Probability Sampling
Probability sampling is the method that is based on the premise that all the members of the population have an equal possibility of being chosen for study or observation. It usually includes such main sampling types as simple random, systematic, stratified, and cluster samplings (Etikan and Bala, 2017). The former implies that all the people of the population are chosen at random and have an equal possibility of being selected. On the other hand, systematic sampling assumes that the first member of the sample is determined randomly, whereas other members are chosen following the fixed interval. In stratified sampling, the population is divided into subgroups or strata based on certain crucial (for the study) factor(s) which are more homogenous than the overall population. After that, the sample is chosen randomly from each subgroup. Cluster sampling is similar to stratified sampling but usually stratifies people according to their residence, and then cluster(s) that will be included in the study are selected at random. This method is good when the budget and time of the study are restricted.
Non-Probability Sampling
Conversely to probability sampling, non-probability sampling assumes that not all the members of the greater population have an equal chance to be chosen as a sample. This method encompasses quota, accidental, judgmental, and snowball sampling types (Etikan and Bala, 2017). Quota sampling is similar to stratified sampling, but usually, researchers can choose any member with the fitting characteristics at will. Accidental sampling implies that members are selected at will (by convenience) without prior stratification. Judgmental sampling refers to the choice of members based on researchers’ judgment concerning their (members) ability to provide the necessary information. Finally, snowball sampling is based on the determination of members through networks. As such, the researcher finds the first candidate for the study who, in turn, can provide information concerning other members suitable to be included in the sample.
Stratified Sampling
There are two main advantages of stratified sampling, namely high precision and lower cost.

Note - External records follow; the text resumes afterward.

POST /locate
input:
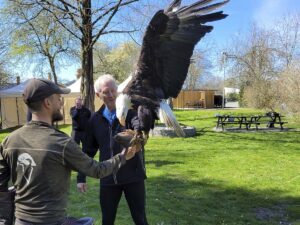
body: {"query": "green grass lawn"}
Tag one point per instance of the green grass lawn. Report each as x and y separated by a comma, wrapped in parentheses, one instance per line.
(214, 177)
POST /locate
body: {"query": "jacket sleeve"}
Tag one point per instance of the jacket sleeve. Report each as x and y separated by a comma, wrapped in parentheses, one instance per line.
(4, 171)
(132, 120)
(6, 197)
(79, 161)
(89, 147)
(73, 113)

As for the former, stratification ensures that all the important groups are going to be adequately represented in the sample. As a consequence, usually, the increase in precision leads to the reduction of the sample population. Thus, this type of probability sampling is better to use when the general population can be divided into non-overlapping groups.
Reference
Etikan, I., & Bala, K. (2017). Sampling and sampling methods. Biometrics & Biostatistics International Journal, 5(6), 00149. Web.